Counting Comments: Why I didn’t use COUNT(*)

October 3rd, 2008

When developing this blog, one decision I had to make was how I wanted to retrieve the number of comments per post to be displayed on the blog index page. This is a specific example, but this is an issue that is raised in many web applications, whenever you need to display how many sub-elements there are per item (eg. threads per forum, replies per message, posts per category, etc.). It’s also an example where conventional wisdom is wrong.

For the sake of this article, let’s say our tables look like this:


posts
---------------
id INT
title VARCHAR
body TEXT

comments
---------------
id INT
post_id INT
comment TEXT

The obvious answer is to query the posts table for the post data, join the comments table and count the comments where the post_id matches. Well, that will get you your answer…eventually. Aggregate functions in MySQL, especially COUNT(*) work very well when you’re only returning the COUNT(*) value, and when you’re only querying one MyISAM table.

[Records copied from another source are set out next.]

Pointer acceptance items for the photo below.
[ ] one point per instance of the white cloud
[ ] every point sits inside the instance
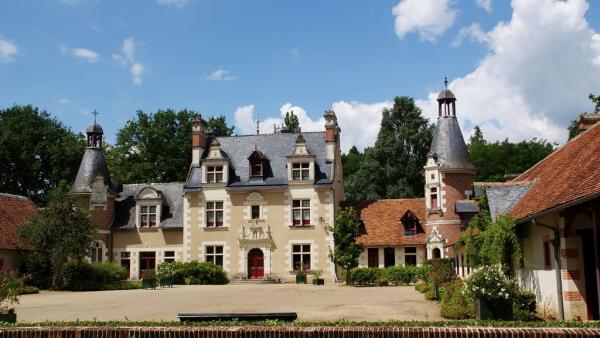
(540, 68)
(429, 18)
(84, 54)
(474, 32)
(220, 75)
(7, 51)
(485, 4)
(136, 69)
(174, 3)
(351, 116)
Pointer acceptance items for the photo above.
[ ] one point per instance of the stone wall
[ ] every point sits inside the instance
(292, 332)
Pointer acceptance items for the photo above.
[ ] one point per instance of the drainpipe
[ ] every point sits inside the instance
(556, 244)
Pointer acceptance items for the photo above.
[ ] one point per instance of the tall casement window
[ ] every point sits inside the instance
(214, 254)
(300, 171)
(169, 256)
(301, 212)
(433, 198)
(147, 216)
(214, 214)
(97, 253)
(301, 257)
(410, 255)
(214, 173)
(255, 211)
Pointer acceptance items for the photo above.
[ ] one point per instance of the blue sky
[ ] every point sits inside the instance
(244, 58)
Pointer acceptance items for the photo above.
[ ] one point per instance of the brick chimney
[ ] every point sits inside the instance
(332, 133)
(586, 121)
(199, 131)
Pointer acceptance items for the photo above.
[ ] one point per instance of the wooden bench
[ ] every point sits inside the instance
(205, 317)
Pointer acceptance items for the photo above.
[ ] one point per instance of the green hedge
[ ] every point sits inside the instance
(85, 276)
(190, 273)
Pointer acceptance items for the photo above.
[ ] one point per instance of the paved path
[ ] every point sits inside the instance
(311, 302)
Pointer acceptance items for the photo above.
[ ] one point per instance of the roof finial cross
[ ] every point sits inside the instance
(95, 113)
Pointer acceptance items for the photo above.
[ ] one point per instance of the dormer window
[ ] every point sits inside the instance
(148, 216)
(214, 174)
(300, 171)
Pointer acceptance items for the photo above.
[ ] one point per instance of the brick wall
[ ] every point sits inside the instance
(293, 332)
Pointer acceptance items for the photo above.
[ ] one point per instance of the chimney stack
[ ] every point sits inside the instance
(586, 121)
(199, 131)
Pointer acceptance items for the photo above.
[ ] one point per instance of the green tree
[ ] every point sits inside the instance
(496, 160)
(38, 153)
(153, 147)
(217, 126)
(291, 122)
(392, 168)
(346, 231)
(60, 232)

If you’re querying multiple tables, or using InnoDB tables then you will run into some pretty nasty performance issues. So, in this case, it’s not the best approach.

“Well then,” you say, “why don’t we just query for post data, then run our results through a loop to query for the comment counts?” Well, you could do that, but it’s not a solution that scales well. Let’s pretend for the moment that we’re not using caching in anyway, and let’s assume there are ten posts per page. That means in order to get the comment count for each post we would have to run one query to get our post data, and 10 subsequent COUNT(*) queries on the comments table to get the comment counts for each post. That’s 11 queries in total, which is hardly an efficient use of our resources. It means that each time the page loads we’re making 11 queries just for our post results ? on a high traffic site that’s a huge drain on our MySQL server.

In an ideal world, we’d like to make one query, on one table, and get our results. No complicated joins, aggregate functions, or excessive querying. This can be achieved very simply by setting up our data in a way that makes sense for us to retrieve it. What if our posts table looked like this:


posts
---------------
id INT
title VARCHAR
body TEXT
comment_count INT

Well, if the comment count was part of the posts table then a simple query to the posts table would get us all the information we need wouldn’t it? How can this be achieved? When comments are stored to the database all we need to do, in addition to inserting our comment data is to simply increment the value in the comment_count column in the posts table. This means an extra query is involved in adding a comment, but MySQL handles SET column_name = column_name + 1 very quickly and efficiently, and we make this additional query just once when the comment is written, but we reap the savings on every page load.

So, yes, we are storing a little extra data, and making an extra query, but storage space is cheap, and the savings on the reads are greater than the costs on the writes.

Next time you’re faced with a similar scenario, look at how you can structure your tables to make your reads easier because in the real world while writing the a the fanciest query conceivable may be gratifying, but it just doesn’t scale.